EGU22-1214
https://doi.org/10.5194/egusphere-egu22-1214
EGU General Assembly 2022
© Author(s) 2022. This work is distributed under
the Creative Commons Attribution 4.0 License.

Systematic Calibration of A Convection-Resolving Model: Application over Tropical Atlantic

Shuchang Liu1, Christian Zeman1, Silje Lund Sørland2, and Christoph Schär1
Shuchang Liu et al.
  • 1ETH Zürich, IAC, D-USYS, Switzerland (shuchang.liu@env.ethz.ch)
  • 2NORCE Norwegian Research Centre, Norway

Non-hydrostatic km-scale weather and climate models are promising in simulating clouds, especially convective ones. However, even km-scale models need to parameterize some physical processes and are thus subject to the corresponding uncertainty of parameters. Systematic calibration has the advantage of improving model performance with transparency and reproducibility, thus benefiting model intercomparison projects, process studies, and climate-change scenario simulations. 

In this paper, the regional atmospheric climate model COSMO v6 is systematically calibrated over the Tropical South Atlantic. First, the parameters' sensitivities are evaluated with respect to a set of validation fields (outgoing longwave radiation (OLR), outgoing shortwave radiation (OSR) and latent heat flux (LHFL)). Five of the most sensitive parameters are chosen for calibration. The objective calibration then closely follows the methodology of Bellprat et al. (2016). This includes simulations considering the interaction of all pairs of parameters and the exploitation of a quadratic-form metamodel to emulate the simulations. In the current set-up with 5 parameters, 50 simulations are required to build the metamodel. Then Latin hypercube sampling is applied and the set of parameters with the best performance score is chosen as the optimal parameter set. The model is calibrated for the year 2016 and validated in 2013. And  the optimal parameter setting lead to significant improvements for both years, especially for OSR, which is closely related to low clouds. More specifically, the domain annual mean OSR bias is reduced from 40 to 13.5 Wm-2. Moreover, when we apply the optimal setting over a larger domain with a slightly higher resolution (from 4km to 3km) in 2006, the optimal setting still works, especially for OSR and for the calibrated domain. 

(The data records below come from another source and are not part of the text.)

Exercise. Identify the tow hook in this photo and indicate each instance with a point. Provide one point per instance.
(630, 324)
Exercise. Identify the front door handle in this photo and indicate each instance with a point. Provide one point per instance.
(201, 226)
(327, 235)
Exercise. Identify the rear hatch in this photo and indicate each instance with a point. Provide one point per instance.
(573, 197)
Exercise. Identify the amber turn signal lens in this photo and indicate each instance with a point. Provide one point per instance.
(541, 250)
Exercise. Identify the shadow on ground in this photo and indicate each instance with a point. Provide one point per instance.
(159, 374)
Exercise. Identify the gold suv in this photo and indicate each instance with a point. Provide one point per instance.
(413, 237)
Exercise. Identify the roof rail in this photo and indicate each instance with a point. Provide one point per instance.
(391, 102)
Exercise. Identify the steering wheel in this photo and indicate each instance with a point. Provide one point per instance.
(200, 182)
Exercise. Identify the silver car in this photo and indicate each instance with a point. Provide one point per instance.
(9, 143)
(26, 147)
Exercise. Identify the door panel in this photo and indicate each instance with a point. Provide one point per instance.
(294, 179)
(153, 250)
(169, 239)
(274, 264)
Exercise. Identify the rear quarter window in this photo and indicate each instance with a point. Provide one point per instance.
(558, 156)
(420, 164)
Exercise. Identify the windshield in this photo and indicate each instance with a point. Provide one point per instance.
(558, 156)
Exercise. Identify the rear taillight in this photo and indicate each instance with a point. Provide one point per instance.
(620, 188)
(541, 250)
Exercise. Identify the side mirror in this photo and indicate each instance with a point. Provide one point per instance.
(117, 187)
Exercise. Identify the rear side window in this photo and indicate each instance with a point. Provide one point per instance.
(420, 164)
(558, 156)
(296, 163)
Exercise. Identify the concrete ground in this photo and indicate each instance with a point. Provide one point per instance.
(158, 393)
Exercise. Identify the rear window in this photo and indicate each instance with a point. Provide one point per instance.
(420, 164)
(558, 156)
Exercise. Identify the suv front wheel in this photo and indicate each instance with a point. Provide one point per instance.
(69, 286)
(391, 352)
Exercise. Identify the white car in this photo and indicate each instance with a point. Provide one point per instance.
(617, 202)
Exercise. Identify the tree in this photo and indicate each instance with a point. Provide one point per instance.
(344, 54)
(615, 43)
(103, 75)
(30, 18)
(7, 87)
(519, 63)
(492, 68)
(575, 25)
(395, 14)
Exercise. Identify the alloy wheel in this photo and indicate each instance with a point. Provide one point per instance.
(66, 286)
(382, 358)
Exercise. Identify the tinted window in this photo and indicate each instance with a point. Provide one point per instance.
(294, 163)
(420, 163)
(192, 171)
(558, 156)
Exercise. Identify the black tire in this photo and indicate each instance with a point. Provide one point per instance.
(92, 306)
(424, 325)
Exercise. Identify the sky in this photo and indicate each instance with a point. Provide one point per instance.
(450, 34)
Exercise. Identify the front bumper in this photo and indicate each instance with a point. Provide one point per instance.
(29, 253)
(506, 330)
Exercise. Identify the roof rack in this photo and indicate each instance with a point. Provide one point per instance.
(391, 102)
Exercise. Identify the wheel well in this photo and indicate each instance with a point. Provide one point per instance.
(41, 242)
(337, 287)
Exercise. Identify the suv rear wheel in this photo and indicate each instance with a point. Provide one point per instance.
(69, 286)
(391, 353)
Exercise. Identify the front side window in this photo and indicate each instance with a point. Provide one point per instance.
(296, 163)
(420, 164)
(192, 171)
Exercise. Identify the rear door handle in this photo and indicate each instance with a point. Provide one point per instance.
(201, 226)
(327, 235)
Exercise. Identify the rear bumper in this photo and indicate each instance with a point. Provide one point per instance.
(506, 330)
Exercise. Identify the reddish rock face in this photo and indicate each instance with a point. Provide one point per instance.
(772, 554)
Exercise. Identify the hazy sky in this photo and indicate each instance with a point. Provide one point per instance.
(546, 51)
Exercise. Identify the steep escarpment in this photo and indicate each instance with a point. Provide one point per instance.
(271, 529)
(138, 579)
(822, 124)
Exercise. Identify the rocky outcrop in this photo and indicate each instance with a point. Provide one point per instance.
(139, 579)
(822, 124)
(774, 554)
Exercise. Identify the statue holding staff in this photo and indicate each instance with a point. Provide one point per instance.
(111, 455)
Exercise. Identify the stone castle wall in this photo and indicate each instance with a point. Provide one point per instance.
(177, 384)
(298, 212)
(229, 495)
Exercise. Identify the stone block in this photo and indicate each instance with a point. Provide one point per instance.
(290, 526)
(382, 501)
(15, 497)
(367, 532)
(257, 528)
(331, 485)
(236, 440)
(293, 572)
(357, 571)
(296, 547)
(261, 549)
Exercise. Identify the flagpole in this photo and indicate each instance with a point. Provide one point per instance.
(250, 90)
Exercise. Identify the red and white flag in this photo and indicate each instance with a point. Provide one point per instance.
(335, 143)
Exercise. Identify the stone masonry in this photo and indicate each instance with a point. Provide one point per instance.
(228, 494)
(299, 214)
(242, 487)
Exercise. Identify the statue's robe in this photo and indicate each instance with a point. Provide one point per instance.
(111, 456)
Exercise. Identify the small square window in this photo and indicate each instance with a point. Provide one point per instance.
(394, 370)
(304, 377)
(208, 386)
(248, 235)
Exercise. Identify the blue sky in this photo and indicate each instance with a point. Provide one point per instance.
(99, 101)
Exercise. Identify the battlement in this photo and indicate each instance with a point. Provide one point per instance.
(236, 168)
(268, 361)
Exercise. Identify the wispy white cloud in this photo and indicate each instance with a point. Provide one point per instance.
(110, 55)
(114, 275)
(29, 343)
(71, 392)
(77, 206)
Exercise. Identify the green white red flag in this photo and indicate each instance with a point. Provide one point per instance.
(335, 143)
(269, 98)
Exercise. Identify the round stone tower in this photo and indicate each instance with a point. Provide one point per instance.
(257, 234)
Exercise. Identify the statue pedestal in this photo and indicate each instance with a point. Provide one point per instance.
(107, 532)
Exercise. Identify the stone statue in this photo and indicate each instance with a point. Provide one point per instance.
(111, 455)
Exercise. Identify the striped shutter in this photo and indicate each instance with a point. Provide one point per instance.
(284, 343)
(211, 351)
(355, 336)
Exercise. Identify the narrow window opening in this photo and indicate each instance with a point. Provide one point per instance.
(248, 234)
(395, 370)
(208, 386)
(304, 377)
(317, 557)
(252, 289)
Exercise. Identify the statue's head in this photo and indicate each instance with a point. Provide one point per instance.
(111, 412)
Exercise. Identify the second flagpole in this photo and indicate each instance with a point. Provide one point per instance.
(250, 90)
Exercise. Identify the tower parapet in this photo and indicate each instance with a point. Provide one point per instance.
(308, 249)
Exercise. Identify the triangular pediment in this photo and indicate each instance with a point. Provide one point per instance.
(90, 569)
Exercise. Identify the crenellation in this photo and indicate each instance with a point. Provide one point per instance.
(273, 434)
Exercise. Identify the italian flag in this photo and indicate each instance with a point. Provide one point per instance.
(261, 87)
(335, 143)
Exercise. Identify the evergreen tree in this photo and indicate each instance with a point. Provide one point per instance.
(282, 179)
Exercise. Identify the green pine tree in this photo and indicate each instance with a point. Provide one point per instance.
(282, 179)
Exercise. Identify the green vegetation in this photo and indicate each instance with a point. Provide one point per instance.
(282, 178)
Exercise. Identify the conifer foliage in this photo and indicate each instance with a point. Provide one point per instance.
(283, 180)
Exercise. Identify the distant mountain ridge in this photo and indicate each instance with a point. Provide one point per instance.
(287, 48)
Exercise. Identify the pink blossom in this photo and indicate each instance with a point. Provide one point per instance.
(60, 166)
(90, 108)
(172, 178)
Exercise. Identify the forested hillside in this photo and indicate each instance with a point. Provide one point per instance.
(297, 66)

The results thus show that parameter calibration is a useful and efficient tool for model improvement. We will also discuss potential limitations and highlight how the approach could be extended to global atmospheric models. Calibrating over a larger domain might help improve the overall performance, but would potentially also lead to compromises among different regions and variables, and require more computational resources.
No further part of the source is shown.